Rogernomics and the Treaty of Waitangi: the contradiction between the economic and Treaty policies of the fourth Labour government, 1984-1990, and the role of law in mediating that contradiction in the interests of the colonial capitalist state

Kelsey, Jane January 1991 (has links)
During the 1970s and early 1980s the historic contradiction between Maori and the colonial state publicly resurfaced, with high-profile Maori demands for the recognition of Maori sovereignty. By 1984 those demands became broader-based. They focused on the Crown's affirmation in the Treaty of Waitangi of continued Maori control over economic resources, independent political authority, and the protection of the Maori way of life. In the face of these pressures, the Labour Party, and later the fourth Labour Government, committed itself to a policy of recognising the Treaty of Waitangi. At the same time, New Zealand's under-developed capitalist economy was in crisis. Advocates of market liberalism within the Fourth Labour Government secured a power base from which they launched the New Zealand version of their paradigm, known as Rogernomics.

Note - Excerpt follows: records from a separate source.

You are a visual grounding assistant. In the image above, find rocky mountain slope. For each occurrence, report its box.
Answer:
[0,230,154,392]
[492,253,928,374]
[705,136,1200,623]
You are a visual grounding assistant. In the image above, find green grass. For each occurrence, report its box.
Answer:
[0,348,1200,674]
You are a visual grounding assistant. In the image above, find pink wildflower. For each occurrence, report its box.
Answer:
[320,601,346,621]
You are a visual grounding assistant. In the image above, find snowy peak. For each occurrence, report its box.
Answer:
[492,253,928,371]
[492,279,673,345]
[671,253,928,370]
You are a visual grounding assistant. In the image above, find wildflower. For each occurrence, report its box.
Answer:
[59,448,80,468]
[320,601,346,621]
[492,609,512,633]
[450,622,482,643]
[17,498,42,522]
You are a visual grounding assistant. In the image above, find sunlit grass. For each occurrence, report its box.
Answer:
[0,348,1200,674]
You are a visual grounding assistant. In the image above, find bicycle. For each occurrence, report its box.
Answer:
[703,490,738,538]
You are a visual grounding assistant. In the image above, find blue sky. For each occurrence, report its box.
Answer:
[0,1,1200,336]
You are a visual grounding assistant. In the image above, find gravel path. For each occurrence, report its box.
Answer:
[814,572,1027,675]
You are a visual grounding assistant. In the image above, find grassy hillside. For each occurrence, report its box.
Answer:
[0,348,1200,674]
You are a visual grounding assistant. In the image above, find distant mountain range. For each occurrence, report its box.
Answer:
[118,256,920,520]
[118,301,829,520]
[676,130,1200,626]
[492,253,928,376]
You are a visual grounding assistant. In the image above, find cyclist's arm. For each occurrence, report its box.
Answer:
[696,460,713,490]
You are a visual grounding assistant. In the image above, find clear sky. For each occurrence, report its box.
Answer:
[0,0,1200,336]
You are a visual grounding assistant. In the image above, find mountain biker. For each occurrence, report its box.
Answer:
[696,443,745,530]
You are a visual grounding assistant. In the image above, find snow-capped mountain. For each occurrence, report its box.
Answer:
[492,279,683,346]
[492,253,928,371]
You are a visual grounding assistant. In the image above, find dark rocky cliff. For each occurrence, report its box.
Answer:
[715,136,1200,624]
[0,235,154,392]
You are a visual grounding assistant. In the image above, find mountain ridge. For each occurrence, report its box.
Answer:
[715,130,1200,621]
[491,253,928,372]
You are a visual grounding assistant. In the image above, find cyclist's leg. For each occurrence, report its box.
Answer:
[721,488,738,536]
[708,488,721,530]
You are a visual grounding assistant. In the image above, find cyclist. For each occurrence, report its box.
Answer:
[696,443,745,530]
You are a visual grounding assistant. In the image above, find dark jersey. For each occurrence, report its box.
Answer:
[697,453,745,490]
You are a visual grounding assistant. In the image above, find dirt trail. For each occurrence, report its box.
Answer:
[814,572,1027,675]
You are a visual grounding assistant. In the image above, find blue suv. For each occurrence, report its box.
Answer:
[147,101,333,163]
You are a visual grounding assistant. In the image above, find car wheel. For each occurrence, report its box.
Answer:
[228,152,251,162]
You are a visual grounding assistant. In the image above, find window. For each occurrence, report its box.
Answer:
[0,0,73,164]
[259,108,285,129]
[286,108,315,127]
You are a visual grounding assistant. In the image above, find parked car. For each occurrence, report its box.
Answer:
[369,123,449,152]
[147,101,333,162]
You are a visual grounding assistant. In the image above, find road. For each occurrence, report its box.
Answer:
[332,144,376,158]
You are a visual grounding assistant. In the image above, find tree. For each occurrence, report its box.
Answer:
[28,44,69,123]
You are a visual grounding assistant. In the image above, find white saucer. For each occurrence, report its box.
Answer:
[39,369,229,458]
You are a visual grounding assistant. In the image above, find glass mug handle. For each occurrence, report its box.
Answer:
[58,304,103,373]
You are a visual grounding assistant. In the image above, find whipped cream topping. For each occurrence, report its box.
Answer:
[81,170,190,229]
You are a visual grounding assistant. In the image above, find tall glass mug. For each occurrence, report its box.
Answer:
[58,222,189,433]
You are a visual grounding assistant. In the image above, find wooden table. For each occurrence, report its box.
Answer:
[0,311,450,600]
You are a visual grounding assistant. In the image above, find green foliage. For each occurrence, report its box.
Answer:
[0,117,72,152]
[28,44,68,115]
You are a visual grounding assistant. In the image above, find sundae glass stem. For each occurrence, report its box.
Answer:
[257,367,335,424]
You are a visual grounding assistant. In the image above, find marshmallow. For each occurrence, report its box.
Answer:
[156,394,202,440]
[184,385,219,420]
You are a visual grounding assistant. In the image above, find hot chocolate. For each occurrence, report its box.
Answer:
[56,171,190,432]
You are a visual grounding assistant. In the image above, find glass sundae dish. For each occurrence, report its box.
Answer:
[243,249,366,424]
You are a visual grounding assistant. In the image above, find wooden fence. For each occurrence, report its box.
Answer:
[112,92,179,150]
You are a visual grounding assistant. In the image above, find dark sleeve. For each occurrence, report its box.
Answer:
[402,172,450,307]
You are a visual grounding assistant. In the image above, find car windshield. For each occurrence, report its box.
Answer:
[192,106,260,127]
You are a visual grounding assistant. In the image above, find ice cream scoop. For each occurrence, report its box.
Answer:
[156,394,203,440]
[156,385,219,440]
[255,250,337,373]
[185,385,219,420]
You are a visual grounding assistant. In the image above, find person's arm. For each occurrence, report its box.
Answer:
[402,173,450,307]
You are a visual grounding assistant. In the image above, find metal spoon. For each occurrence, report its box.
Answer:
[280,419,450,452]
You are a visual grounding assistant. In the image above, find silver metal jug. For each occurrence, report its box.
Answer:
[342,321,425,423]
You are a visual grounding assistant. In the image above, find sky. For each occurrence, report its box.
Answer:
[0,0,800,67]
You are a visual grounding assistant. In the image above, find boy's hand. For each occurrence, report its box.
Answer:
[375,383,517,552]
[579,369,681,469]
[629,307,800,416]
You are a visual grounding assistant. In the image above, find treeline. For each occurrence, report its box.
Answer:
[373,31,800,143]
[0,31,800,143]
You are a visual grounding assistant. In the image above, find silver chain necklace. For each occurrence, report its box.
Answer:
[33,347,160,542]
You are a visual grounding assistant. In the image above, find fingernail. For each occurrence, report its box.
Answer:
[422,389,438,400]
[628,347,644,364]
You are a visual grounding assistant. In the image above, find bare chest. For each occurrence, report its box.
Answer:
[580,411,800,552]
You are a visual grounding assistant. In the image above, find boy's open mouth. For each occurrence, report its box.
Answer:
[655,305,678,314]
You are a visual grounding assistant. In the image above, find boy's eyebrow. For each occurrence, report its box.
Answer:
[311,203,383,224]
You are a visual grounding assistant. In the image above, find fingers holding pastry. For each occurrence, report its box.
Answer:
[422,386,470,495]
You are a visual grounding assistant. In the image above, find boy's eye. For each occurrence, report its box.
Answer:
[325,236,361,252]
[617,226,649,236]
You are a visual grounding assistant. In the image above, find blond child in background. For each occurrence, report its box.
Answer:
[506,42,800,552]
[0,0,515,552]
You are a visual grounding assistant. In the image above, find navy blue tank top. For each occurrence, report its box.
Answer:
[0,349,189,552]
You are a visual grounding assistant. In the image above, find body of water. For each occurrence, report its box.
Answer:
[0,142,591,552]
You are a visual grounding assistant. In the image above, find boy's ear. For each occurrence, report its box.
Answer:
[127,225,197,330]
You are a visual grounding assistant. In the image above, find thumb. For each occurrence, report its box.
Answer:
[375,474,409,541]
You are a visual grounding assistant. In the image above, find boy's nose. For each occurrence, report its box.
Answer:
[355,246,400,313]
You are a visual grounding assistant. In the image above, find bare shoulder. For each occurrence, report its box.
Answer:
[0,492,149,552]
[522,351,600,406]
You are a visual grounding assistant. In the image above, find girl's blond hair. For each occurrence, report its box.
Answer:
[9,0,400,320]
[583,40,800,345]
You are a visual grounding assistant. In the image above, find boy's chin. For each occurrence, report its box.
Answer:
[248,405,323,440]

The two policies were logically irreconcilable, and embodied the deeper, real contradiction of the colonial project itself. Once that logical contradiction became apparent, and the electoral implications became too costly, the Treaty policy gave way. The primary focus of this thesis is the role played by colonial law, legal ideology, and the legal intellectuals in mediating those contradictions during the 1980s. They helped to secure a passive revolution, whereby Maori demands were defused, and Maori resistance was subsumed within the political and judicial forums of the colonial state. This development is analysed within the framework of the dual state, whereby metropolitan and colonial social formations co-exist within the one national boundary, both dominated by the capitalist mode of production. In this thesis, that duality comprises Pakeha within New Zealand, and Maori within Aotearoa. The specifically legal dynamics are situated within the complex interactions of the economic, political, juridical, and ideological levels of that dual state during the 1980s. The thesis concludes that the colonial state did secure a passive revolution over Maori between 1984 and 1990. But this was, at best, a temporary reprieve. By the end of the Fourth Labour Government, in October 1990, many Maori remained committed to the anti-colonial struggle. It appeared that the fundamental contradictions of colonial capitalism, and the crisis of constitutional legitimacy for the colonial state, had not been resolved. They had merely been deferred.